Four Tax Facts You Should Know Before Starting a Business
There is more to income taxes as a business owner than you might think. Many business owners do not realize that filing personal income taxes is required, which can get them into deep financial trouble. Below are a few facts which will help you start your new business.
Business Type Determines Tax Liability
Choose how you classify your business carefully as it will determine the tax burden for your new business. S corporations, for example, pay taxes at shareholder levels. There cannot be more than 100 shareholders for a single stock.
Startup Expense Deductions
Once your business is up and running, you may be able to deduct some of your startup costs. Small businesses do have expenses which can be deducted before the first day of business. Costs accumulated prior to opening can be deducted.

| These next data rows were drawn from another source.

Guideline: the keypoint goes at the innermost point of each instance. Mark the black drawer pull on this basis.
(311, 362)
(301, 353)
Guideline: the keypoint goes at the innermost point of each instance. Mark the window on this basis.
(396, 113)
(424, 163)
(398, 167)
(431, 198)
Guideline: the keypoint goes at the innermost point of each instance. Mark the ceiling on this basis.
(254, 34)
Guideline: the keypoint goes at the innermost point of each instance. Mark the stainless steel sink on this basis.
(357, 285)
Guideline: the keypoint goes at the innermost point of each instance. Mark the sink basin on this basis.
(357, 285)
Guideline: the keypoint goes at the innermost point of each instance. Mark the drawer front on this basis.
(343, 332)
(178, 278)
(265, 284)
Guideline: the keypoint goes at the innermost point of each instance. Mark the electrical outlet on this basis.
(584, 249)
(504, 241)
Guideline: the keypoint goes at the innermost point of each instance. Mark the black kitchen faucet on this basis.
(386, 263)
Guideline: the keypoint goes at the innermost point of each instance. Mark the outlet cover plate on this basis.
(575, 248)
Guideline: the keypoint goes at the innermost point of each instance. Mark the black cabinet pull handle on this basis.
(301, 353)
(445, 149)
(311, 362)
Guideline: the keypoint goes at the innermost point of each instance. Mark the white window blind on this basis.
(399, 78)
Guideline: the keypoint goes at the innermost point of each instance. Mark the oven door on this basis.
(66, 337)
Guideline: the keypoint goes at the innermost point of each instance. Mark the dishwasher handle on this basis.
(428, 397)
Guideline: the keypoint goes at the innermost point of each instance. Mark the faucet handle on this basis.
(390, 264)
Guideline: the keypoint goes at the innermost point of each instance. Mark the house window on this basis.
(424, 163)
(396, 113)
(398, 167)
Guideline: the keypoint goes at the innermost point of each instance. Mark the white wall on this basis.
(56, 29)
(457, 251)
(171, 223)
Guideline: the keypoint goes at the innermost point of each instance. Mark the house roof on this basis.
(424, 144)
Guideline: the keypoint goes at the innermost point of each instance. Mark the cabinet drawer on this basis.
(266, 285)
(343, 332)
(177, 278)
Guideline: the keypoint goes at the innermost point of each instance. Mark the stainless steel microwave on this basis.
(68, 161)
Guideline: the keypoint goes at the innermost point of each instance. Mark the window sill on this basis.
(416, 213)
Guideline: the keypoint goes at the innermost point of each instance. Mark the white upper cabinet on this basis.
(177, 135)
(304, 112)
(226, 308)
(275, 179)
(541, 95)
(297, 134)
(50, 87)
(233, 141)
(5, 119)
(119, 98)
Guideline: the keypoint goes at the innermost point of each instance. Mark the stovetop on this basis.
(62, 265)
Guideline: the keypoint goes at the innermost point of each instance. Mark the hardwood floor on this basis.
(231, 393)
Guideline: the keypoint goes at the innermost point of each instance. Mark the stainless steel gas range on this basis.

Estimated Payments Are Required
If you do not file all of the taxes that you owe, penalties can be placed on you. Use the previous tax year’s income, including credits and deductions, to calculate estimated tax burdens. Startups are typically tax exempt in their first year.
Self-Employment Tax Payments Are Required
When you earn money but no one takes out withholdings for Medicare and social security, you are self-employed and are responsible for paying those taxes out-of-pocket. The downside to self-employment taxes is that you pay 1.5 times what a traditionally employed person does.
In Conclusion
With a better understanding of taxes for new business owners, you should be able to start planning ahead. Using some of your personal profits to save for self-employment taxes can help take some of the stress off of you.